Upon completion of the Antipasti hour, we were directed to IWMs event area which has an excellent, fully furnished, fully staffed kitchen along the western wall and two long dining tables located in sequence to the east of the kitchen. The dining tables were appropriately adorned for a high-end wine dinner and seating was arrayed on both sides of each table. Seating was pre-arranged with name cards informing each guest where he/she was located. I was pleased to see that I was sitting obliquely opposite Alessia Antinori, in good position to interact extensively with her over the course of the evening (Midway through the dinner, Alessia and Piero switched places so that I had excellent access to both of them.).
After everyone was seated, Chris Deas, VP at IWM, welcomed us and said a few words about the event and the winemakers. He happened to mention that (i) Piero was the Brand Ambassador for Tenuta San Guido's Sassicaia, (ii) that Fiorano was famous for its white wines, and (iii) that we would be tasting some of the newest Chacra vintages. Upon completion of his remarks, Chris turned the floor over to Piero who introduced his wines. And then on to the dinner.
The Bodega Chacra Pinot Noir Cincuenta y Cinco 2010 and 2011 were accompanied by Wild Salmon with Pancetta and Leeks. The presentation on this meal was immaculate with the concentric circles on the plate working in towards a small bowl in the center which seemed just barely large enough to accomodate the fare. The dish was heavenly and paired extremely well with the wines.

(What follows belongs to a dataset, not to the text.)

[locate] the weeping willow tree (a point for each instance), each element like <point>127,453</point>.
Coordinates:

The wines for this course were sourced from the estate's 1955 vineyard and represents the estate's attempt at a more "feminine" expression of Pinot Noir. The 2010 is seen by the estate as proof that concentration can be achieved without over-extraction and high alcohol levels (11.4% abv) while the 2011 exhibits riper fruit, the result of a warmer vintage. The alcohol in the 2011 vintage is 13%.

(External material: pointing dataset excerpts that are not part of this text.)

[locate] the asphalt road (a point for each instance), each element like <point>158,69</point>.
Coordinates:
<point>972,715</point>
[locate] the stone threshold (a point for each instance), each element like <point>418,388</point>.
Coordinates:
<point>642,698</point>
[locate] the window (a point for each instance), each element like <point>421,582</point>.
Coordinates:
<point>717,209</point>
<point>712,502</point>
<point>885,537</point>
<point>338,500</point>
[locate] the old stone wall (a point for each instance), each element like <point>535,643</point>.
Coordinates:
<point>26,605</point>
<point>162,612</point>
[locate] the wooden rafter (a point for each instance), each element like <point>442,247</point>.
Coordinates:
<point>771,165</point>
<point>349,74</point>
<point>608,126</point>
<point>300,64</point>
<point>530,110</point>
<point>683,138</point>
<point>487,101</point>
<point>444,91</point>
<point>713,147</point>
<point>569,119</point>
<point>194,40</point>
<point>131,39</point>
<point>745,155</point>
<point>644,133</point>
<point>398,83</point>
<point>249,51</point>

I found these wines to exhibit ripe red fruit on both the nose and the palate with great engagement on the attack and the mid-palate. The roundness of mouthfeel may become more evident as the wine is allowed to evolve in the glass.
The final Bodega Chacra offerings of the evening were three vintages (2008, 2009, 2010) of the Treinta y Dos to accompany a Pan-Seared Duck in Duck Jus over Autumn Root Vegetables.
This was another immaculately prepared and presented dish and was shown off to good measure by the accompanying wines. This is the flagship wine of the Chacra stable and its "masculinity" and "angularity" will reward the patient drinker with classic Burgundian characteristics. I found these wines to be variations on a theme of ripe red fruits (strawberries, cherries) on the nose with red fruits, good acidity, and spiciness on the palate adding to an overall perception of complexity. Definitely more power than exhibited by the Cincuenta y Cinco.
Overall this was a great event. It presented the winemaker and his wines in a favorable environment populated with great food and enthusiastic, committed vinophiles. I enjoyed this event and will be following the fortunes of this estate closely as it continues to make great wines at the bottom of the world.